El paisaje es el de barrios en trance que mutan en algo desconocido para sus vecinos y, por ello, peligroso, que se transforman en escenario de contiendas en las que novatos matarifes negocian alianzas y una nueva ley no escrita con la policía. Marginales melancólicos de un pasado que, como en todo tango, fue mejor, mientras que lo nuevo es desconocido y provoca incertidumbre. Esto le sucede a Calavera cuando se enamora y no sabe qué hacer, al igual que a Molina si quisiera dejar su oficio. Lo inesperado en la gauchesca es tragedia y algo así sucede: los nuevos se equivocan y los viejos pecan por melancólicos.
Un western nacional cuya originalidad de género radica en relatar adónde se disputa lo local. En la lucha por la redefinición del poder, de quién tiene la gorra, hay una patente nuestra que explica entramados urbanos que sólo se dibujan si se recorre un colectivo de línea de terminal a terminal.

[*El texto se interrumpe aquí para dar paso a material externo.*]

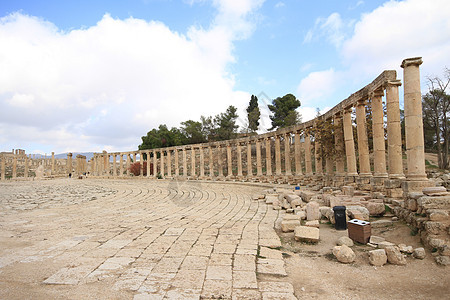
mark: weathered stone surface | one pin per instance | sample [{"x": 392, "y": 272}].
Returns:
[
  {"x": 394, "y": 256},
  {"x": 307, "y": 234},
  {"x": 377, "y": 257},
  {"x": 419, "y": 253},
  {"x": 344, "y": 254},
  {"x": 375, "y": 209},
  {"x": 312, "y": 211},
  {"x": 345, "y": 240},
  {"x": 289, "y": 225}
]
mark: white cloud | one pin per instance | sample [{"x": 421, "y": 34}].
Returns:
[{"x": 105, "y": 86}]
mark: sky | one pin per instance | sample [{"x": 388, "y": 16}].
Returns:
[{"x": 83, "y": 75}]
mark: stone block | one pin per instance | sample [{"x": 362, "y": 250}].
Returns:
[
  {"x": 394, "y": 256},
  {"x": 289, "y": 225},
  {"x": 307, "y": 234},
  {"x": 312, "y": 211},
  {"x": 344, "y": 254},
  {"x": 377, "y": 257}
]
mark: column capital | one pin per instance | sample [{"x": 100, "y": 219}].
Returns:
[{"x": 414, "y": 61}]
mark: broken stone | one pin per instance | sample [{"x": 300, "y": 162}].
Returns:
[
  {"x": 345, "y": 240},
  {"x": 289, "y": 225},
  {"x": 308, "y": 234},
  {"x": 394, "y": 256},
  {"x": 419, "y": 253},
  {"x": 377, "y": 257},
  {"x": 344, "y": 254}
]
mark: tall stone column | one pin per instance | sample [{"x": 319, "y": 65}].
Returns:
[
  {"x": 363, "y": 144},
  {"x": 128, "y": 163},
  {"x": 69, "y": 163},
  {"x": 308, "y": 163},
  {"x": 287, "y": 154},
  {"x": 277, "y": 155},
  {"x": 3, "y": 167},
  {"x": 339, "y": 144},
  {"x": 14, "y": 175},
  {"x": 268, "y": 158},
  {"x": 202, "y": 161},
  {"x": 177, "y": 169},
  {"x": 121, "y": 164},
  {"x": 193, "y": 162},
  {"x": 184, "y": 161},
  {"x": 249, "y": 159},
  {"x": 53, "y": 163},
  {"x": 258, "y": 158},
  {"x": 297, "y": 153},
  {"x": 415, "y": 151},
  {"x": 169, "y": 163},
  {"x": 26, "y": 167},
  {"x": 317, "y": 156},
  {"x": 114, "y": 165},
  {"x": 219, "y": 160},
  {"x": 211, "y": 163},
  {"x": 162, "y": 163},
  {"x": 229, "y": 162},
  {"x": 155, "y": 163},
  {"x": 349, "y": 143},
  {"x": 239, "y": 158},
  {"x": 379, "y": 148},
  {"x": 394, "y": 130}
]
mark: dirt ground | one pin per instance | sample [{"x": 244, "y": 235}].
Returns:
[{"x": 316, "y": 274}]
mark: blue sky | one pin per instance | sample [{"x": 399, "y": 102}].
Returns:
[{"x": 97, "y": 75}]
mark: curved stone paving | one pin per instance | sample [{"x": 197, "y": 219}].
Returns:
[{"x": 154, "y": 239}]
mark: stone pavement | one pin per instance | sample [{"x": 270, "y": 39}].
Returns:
[{"x": 148, "y": 239}]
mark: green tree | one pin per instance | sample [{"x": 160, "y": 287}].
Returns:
[
  {"x": 253, "y": 114},
  {"x": 226, "y": 124},
  {"x": 436, "y": 118},
  {"x": 193, "y": 132},
  {"x": 284, "y": 111}
]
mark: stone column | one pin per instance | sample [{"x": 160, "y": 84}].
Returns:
[
  {"x": 14, "y": 175},
  {"x": 363, "y": 144},
  {"x": 3, "y": 167},
  {"x": 287, "y": 154},
  {"x": 219, "y": 160},
  {"x": 121, "y": 164},
  {"x": 229, "y": 162},
  {"x": 268, "y": 158},
  {"x": 258, "y": 158},
  {"x": 69, "y": 163},
  {"x": 249, "y": 159},
  {"x": 297, "y": 153},
  {"x": 202, "y": 161},
  {"x": 128, "y": 163},
  {"x": 308, "y": 163},
  {"x": 184, "y": 161},
  {"x": 169, "y": 163},
  {"x": 415, "y": 151},
  {"x": 277, "y": 155},
  {"x": 211, "y": 163},
  {"x": 239, "y": 159},
  {"x": 193, "y": 162},
  {"x": 26, "y": 167},
  {"x": 114, "y": 165},
  {"x": 53, "y": 163},
  {"x": 379, "y": 148},
  {"x": 162, "y": 163},
  {"x": 394, "y": 130},
  {"x": 339, "y": 144},
  {"x": 177, "y": 169},
  {"x": 155, "y": 164},
  {"x": 349, "y": 143}
]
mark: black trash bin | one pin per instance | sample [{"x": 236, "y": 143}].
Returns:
[{"x": 340, "y": 218}]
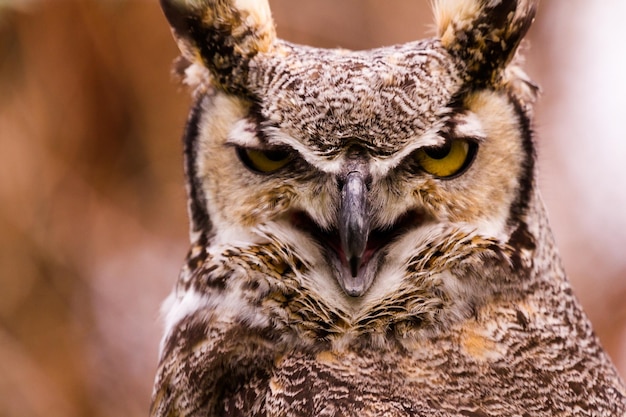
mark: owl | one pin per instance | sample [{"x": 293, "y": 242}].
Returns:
[{"x": 367, "y": 237}]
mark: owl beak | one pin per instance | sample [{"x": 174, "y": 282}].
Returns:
[{"x": 354, "y": 229}]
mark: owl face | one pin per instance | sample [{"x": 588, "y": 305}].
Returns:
[{"x": 351, "y": 160}]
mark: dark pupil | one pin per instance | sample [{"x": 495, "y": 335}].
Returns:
[
  {"x": 439, "y": 152},
  {"x": 275, "y": 156}
]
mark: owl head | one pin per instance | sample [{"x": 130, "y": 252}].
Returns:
[{"x": 359, "y": 163}]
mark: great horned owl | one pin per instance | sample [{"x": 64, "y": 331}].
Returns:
[{"x": 367, "y": 234}]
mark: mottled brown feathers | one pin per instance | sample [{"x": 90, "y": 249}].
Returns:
[{"x": 465, "y": 310}]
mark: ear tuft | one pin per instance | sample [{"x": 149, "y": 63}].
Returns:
[
  {"x": 484, "y": 34},
  {"x": 222, "y": 35}
]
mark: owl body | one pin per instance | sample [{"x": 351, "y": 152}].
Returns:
[{"x": 367, "y": 237}]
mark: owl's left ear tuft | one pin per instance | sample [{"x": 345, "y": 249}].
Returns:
[
  {"x": 483, "y": 34},
  {"x": 222, "y": 35}
]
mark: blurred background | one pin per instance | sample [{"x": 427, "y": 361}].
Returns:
[{"x": 93, "y": 224}]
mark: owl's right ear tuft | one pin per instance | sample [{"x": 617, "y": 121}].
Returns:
[
  {"x": 483, "y": 34},
  {"x": 222, "y": 35}
]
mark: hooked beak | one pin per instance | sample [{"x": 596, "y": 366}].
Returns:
[{"x": 354, "y": 229}]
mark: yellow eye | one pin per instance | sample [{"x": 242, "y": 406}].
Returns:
[
  {"x": 264, "y": 161},
  {"x": 449, "y": 159}
]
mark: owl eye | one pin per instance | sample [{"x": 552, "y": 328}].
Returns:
[
  {"x": 264, "y": 161},
  {"x": 447, "y": 160}
]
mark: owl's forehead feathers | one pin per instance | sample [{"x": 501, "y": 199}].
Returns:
[
  {"x": 325, "y": 99},
  {"x": 379, "y": 99}
]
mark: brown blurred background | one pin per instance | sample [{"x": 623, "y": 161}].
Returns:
[{"x": 93, "y": 224}]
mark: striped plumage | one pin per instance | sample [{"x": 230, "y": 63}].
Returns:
[{"x": 367, "y": 237}]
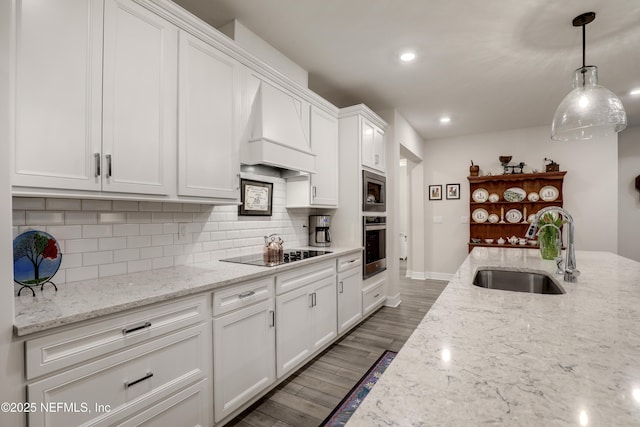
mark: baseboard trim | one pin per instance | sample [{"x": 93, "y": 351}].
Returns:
[
  {"x": 428, "y": 275},
  {"x": 393, "y": 301}
]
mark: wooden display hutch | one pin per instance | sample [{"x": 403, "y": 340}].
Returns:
[{"x": 497, "y": 184}]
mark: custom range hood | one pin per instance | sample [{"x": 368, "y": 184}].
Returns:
[{"x": 277, "y": 134}]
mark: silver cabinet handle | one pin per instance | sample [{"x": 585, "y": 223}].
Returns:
[
  {"x": 96, "y": 157},
  {"x": 128, "y": 384},
  {"x": 108, "y": 165},
  {"x": 126, "y": 331},
  {"x": 246, "y": 294}
]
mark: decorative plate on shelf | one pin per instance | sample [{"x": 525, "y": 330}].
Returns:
[
  {"x": 513, "y": 216},
  {"x": 36, "y": 258},
  {"x": 480, "y": 215},
  {"x": 480, "y": 195},
  {"x": 549, "y": 193},
  {"x": 514, "y": 194}
]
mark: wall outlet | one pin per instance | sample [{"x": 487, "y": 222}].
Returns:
[{"x": 182, "y": 230}]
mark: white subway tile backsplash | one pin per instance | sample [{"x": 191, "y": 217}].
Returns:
[
  {"x": 80, "y": 217},
  {"x": 111, "y": 243},
  {"x": 62, "y": 232},
  {"x": 138, "y": 241},
  {"x": 125, "y": 205},
  {"x": 63, "y": 204},
  {"x": 126, "y": 229},
  {"x": 140, "y": 265},
  {"x": 28, "y": 203},
  {"x": 82, "y": 273},
  {"x": 125, "y": 255},
  {"x": 96, "y": 205},
  {"x": 41, "y": 218},
  {"x": 101, "y": 238},
  {"x": 112, "y": 217},
  {"x": 100, "y": 230},
  {"x": 75, "y": 246},
  {"x": 97, "y": 258},
  {"x": 150, "y": 206},
  {"x": 115, "y": 269}
]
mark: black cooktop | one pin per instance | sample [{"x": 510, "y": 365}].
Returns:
[{"x": 290, "y": 255}]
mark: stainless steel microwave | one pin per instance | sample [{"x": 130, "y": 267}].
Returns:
[{"x": 374, "y": 193}]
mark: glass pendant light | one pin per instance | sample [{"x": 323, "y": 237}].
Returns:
[{"x": 589, "y": 110}]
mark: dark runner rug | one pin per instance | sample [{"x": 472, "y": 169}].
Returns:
[{"x": 341, "y": 414}]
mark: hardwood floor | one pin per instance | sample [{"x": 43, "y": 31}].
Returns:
[{"x": 309, "y": 395}]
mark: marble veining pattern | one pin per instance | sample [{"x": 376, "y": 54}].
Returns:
[
  {"x": 78, "y": 301},
  {"x": 493, "y": 357}
]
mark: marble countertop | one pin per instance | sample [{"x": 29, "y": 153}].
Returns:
[
  {"x": 78, "y": 301},
  {"x": 492, "y": 357}
]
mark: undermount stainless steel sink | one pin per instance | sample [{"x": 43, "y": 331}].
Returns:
[{"x": 518, "y": 281}]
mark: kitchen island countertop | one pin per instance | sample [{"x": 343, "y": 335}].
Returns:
[
  {"x": 492, "y": 357},
  {"x": 80, "y": 301}
]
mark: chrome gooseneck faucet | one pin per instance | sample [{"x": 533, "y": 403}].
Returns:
[{"x": 570, "y": 272}]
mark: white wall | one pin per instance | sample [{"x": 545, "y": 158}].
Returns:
[
  {"x": 590, "y": 187},
  {"x": 11, "y": 365},
  {"x": 629, "y": 202}
]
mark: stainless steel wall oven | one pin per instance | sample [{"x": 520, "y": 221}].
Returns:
[
  {"x": 374, "y": 194},
  {"x": 375, "y": 245}
]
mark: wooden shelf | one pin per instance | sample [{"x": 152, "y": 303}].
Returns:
[{"x": 529, "y": 182}]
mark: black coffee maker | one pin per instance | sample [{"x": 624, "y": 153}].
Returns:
[{"x": 319, "y": 234}]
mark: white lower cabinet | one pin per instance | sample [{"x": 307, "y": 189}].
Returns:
[
  {"x": 243, "y": 344},
  {"x": 142, "y": 375},
  {"x": 373, "y": 294},
  {"x": 305, "y": 315},
  {"x": 349, "y": 291}
]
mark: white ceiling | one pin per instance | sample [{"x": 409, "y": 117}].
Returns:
[{"x": 491, "y": 64}]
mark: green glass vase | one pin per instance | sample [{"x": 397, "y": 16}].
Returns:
[{"x": 549, "y": 243}]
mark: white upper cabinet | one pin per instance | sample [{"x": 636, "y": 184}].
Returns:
[
  {"x": 372, "y": 146},
  {"x": 57, "y": 81},
  {"x": 319, "y": 189},
  {"x": 208, "y": 121},
  {"x": 140, "y": 86}
]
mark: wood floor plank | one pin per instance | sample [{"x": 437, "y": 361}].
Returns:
[{"x": 310, "y": 394}]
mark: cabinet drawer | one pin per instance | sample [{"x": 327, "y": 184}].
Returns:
[
  {"x": 59, "y": 350},
  {"x": 349, "y": 261},
  {"x": 242, "y": 295},
  {"x": 373, "y": 296},
  {"x": 303, "y": 276},
  {"x": 124, "y": 383}
]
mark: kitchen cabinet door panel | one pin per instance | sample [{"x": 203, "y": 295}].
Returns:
[
  {"x": 57, "y": 81},
  {"x": 208, "y": 146},
  {"x": 140, "y": 89}
]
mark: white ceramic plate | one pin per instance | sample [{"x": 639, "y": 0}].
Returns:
[
  {"x": 514, "y": 194},
  {"x": 549, "y": 193},
  {"x": 480, "y": 215},
  {"x": 533, "y": 196},
  {"x": 513, "y": 216},
  {"x": 480, "y": 195}
]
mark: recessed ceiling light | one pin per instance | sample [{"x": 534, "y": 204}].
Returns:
[{"x": 408, "y": 56}]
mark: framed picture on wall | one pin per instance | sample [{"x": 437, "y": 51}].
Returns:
[
  {"x": 453, "y": 191},
  {"x": 435, "y": 192},
  {"x": 256, "y": 198}
]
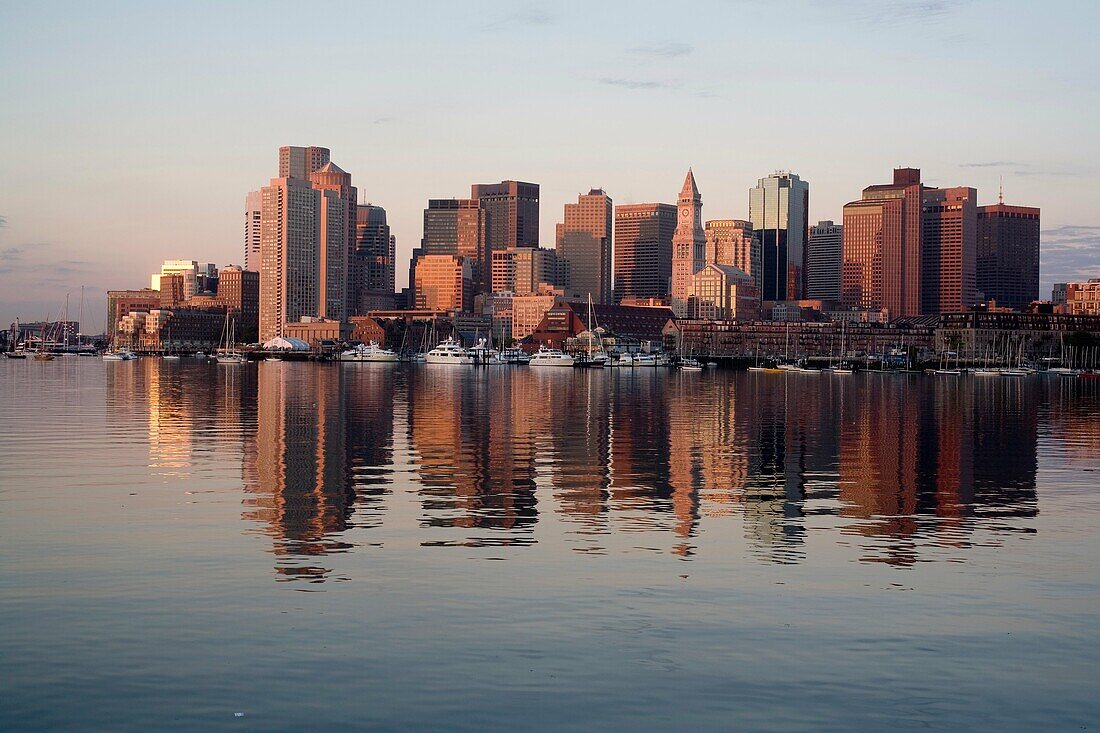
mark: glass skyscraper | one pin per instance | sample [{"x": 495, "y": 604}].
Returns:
[{"x": 779, "y": 211}]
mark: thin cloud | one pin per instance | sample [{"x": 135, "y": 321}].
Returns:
[
  {"x": 529, "y": 17},
  {"x": 1058, "y": 173},
  {"x": 669, "y": 50},
  {"x": 633, "y": 84},
  {"x": 906, "y": 12}
]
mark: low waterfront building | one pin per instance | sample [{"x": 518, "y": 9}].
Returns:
[
  {"x": 625, "y": 327},
  {"x": 315, "y": 330},
  {"x": 1031, "y": 335}
]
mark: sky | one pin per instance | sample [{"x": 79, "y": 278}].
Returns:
[{"x": 130, "y": 132}]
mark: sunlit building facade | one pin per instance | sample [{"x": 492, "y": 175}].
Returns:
[
  {"x": 689, "y": 244},
  {"x": 779, "y": 208}
]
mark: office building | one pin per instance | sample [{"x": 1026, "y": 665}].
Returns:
[
  {"x": 513, "y": 212},
  {"x": 882, "y": 231},
  {"x": 372, "y": 269},
  {"x": 721, "y": 292},
  {"x": 1084, "y": 298},
  {"x": 444, "y": 282},
  {"x": 338, "y": 216},
  {"x": 299, "y": 162},
  {"x": 689, "y": 244},
  {"x": 458, "y": 227},
  {"x": 779, "y": 209},
  {"x": 252, "y": 231},
  {"x": 824, "y": 255},
  {"x": 524, "y": 270},
  {"x": 644, "y": 250},
  {"x": 948, "y": 250},
  {"x": 289, "y": 249},
  {"x": 1008, "y": 254},
  {"x": 584, "y": 247},
  {"x": 733, "y": 242}
]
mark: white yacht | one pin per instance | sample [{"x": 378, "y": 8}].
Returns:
[
  {"x": 547, "y": 357},
  {"x": 370, "y": 352},
  {"x": 485, "y": 354},
  {"x": 449, "y": 352}
]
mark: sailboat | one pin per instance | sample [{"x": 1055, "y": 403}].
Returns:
[{"x": 228, "y": 353}]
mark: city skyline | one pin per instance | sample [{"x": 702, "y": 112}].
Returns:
[{"x": 185, "y": 182}]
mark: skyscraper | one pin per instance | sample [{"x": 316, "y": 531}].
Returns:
[
  {"x": 733, "y": 242},
  {"x": 296, "y": 162},
  {"x": 252, "y": 231},
  {"x": 779, "y": 209},
  {"x": 307, "y": 228},
  {"x": 513, "y": 209},
  {"x": 644, "y": 250},
  {"x": 524, "y": 270},
  {"x": 443, "y": 283},
  {"x": 338, "y": 237},
  {"x": 948, "y": 250},
  {"x": 882, "y": 231},
  {"x": 289, "y": 250},
  {"x": 1008, "y": 254},
  {"x": 372, "y": 271},
  {"x": 584, "y": 247},
  {"x": 458, "y": 226},
  {"x": 824, "y": 255},
  {"x": 689, "y": 244}
]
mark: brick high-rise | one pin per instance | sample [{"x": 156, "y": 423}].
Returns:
[
  {"x": 513, "y": 209},
  {"x": 644, "y": 250},
  {"x": 949, "y": 250},
  {"x": 1008, "y": 254},
  {"x": 882, "y": 237},
  {"x": 460, "y": 227},
  {"x": 584, "y": 247},
  {"x": 733, "y": 242},
  {"x": 689, "y": 244},
  {"x": 779, "y": 209},
  {"x": 372, "y": 270}
]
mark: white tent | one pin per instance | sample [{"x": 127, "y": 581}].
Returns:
[{"x": 281, "y": 343}]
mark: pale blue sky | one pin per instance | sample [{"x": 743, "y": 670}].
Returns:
[{"x": 130, "y": 132}]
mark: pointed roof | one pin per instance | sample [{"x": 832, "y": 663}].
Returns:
[{"x": 690, "y": 188}]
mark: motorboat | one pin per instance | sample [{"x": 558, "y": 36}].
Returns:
[
  {"x": 515, "y": 357},
  {"x": 369, "y": 352},
  {"x": 449, "y": 352},
  {"x": 547, "y": 357}
]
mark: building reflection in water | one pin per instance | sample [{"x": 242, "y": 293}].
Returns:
[{"x": 903, "y": 468}]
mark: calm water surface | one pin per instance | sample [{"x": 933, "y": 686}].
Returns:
[{"x": 433, "y": 548}]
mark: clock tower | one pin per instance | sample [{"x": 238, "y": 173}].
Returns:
[{"x": 689, "y": 244}]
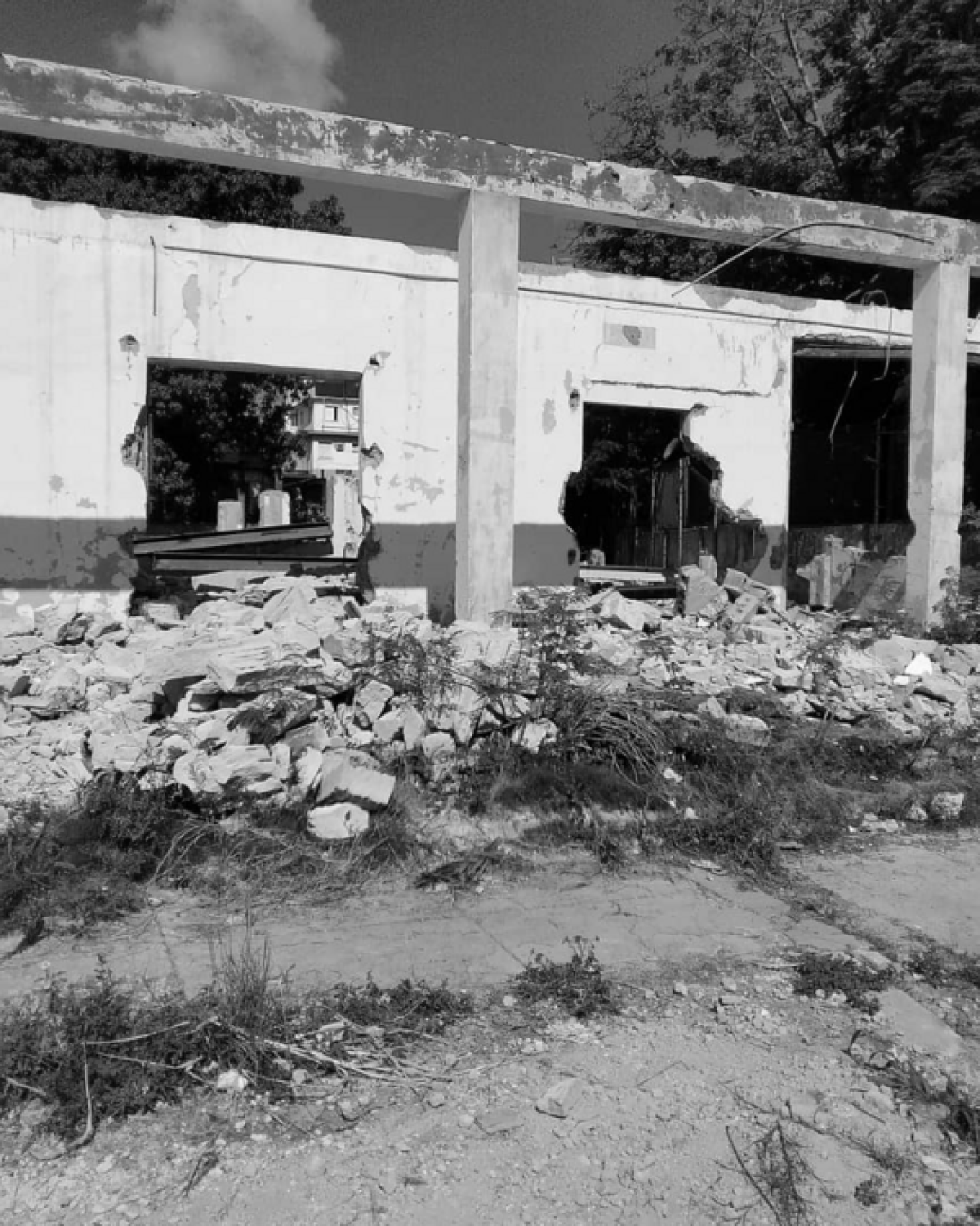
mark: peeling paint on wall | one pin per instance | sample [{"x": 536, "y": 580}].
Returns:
[
  {"x": 549, "y": 419},
  {"x": 192, "y": 298}
]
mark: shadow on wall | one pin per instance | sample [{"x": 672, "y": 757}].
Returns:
[
  {"x": 423, "y": 557},
  {"x": 84, "y": 554}
]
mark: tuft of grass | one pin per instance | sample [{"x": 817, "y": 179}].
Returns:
[
  {"x": 103, "y": 1049},
  {"x": 834, "y": 972},
  {"x": 777, "y": 1169},
  {"x": 577, "y": 986},
  {"x": 94, "y": 861}
]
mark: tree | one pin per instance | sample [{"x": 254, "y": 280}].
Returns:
[
  {"x": 91, "y": 175},
  {"x": 874, "y": 101}
]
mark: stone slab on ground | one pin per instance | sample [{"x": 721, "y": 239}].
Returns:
[
  {"x": 472, "y": 941},
  {"x": 918, "y": 1026},
  {"x": 918, "y": 883}
]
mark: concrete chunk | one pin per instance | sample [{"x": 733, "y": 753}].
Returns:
[
  {"x": 370, "y": 702},
  {"x": 332, "y": 823},
  {"x": 345, "y": 777}
]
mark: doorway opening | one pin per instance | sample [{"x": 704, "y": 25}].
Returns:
[{"x": 646, "y": 496}]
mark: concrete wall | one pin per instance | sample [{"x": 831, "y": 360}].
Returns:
[{"x": 88, "y": 297}]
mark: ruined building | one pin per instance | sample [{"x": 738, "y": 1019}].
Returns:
[{"x": 480, "y": 381}]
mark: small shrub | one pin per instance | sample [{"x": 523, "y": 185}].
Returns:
[
  {"x": 577, "y": 986},
  {"x": 102, "y": 1049},
  {"x": 959, "y": 611},
  {"x": 832, "y": 972}
]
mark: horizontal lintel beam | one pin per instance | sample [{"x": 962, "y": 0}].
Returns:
[{"x": 87, "y": 104}]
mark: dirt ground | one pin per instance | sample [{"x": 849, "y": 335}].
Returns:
[{"x": 717, "y": 1095}]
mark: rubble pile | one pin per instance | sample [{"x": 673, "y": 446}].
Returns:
[{"x": 286, "y": 686}]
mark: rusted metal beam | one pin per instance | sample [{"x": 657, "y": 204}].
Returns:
[{"x": 86, "y": 104}]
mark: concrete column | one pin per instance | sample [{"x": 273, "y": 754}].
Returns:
[
  {"x": 937, "y": 429},
  {"x": 486, "y": 404}
]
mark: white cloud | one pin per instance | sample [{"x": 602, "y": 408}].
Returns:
[{"x": 273, "y": 49}]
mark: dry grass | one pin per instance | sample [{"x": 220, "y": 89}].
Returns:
[{"x": 104, "y": 1049}]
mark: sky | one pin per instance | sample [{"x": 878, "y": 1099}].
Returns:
[{"x": 507, "y": 70}]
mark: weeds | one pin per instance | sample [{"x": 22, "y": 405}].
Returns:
[
  {"x": 102, "y": 1049},
  {"x": 940, "y": 966},
  {"x": 94, "y": 862},
  {"x": 577, "y": 986},
  {"x": 959, "y": 612},
  {"x": 832, "y": 973},
  {"x": 777, "y": 1169}
]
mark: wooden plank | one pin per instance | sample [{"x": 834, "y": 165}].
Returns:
[
  {"x": 242, "y": 537},
  {"x": 200, "y": 564}
]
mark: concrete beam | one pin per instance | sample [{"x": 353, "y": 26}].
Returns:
[
  {"x": 486, "y": 459},
  {"x": 86, "y": 104},
  {"x": 937, "y": 431}
]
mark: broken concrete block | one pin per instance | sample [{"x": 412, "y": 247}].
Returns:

Eso sí, la violencia no escaseará en ningún tramo del recorrido.
Hay una mirada masculina de un territorio donde la mirada masculina manda: las mujeres sí se adaptan más a los cambios pero, en la medida en que quieran motorizar acciones fuera del ala masculina, están entregadas a un destino trágico.
Quizás, las muertes en El Perro Molina duelen más que en un western, porque son personajes que conocemos, con los que esperamos el semáforo. El Calavera, Molina y Gonzalito no son personajes queribles, a algunos se los puede compadecer y con otros se podría tomar una cerveza. También hay quienes son completamente deleznables pero, comparados con un gringo malo, hasta ellos terminan siendo buenos por conocidos.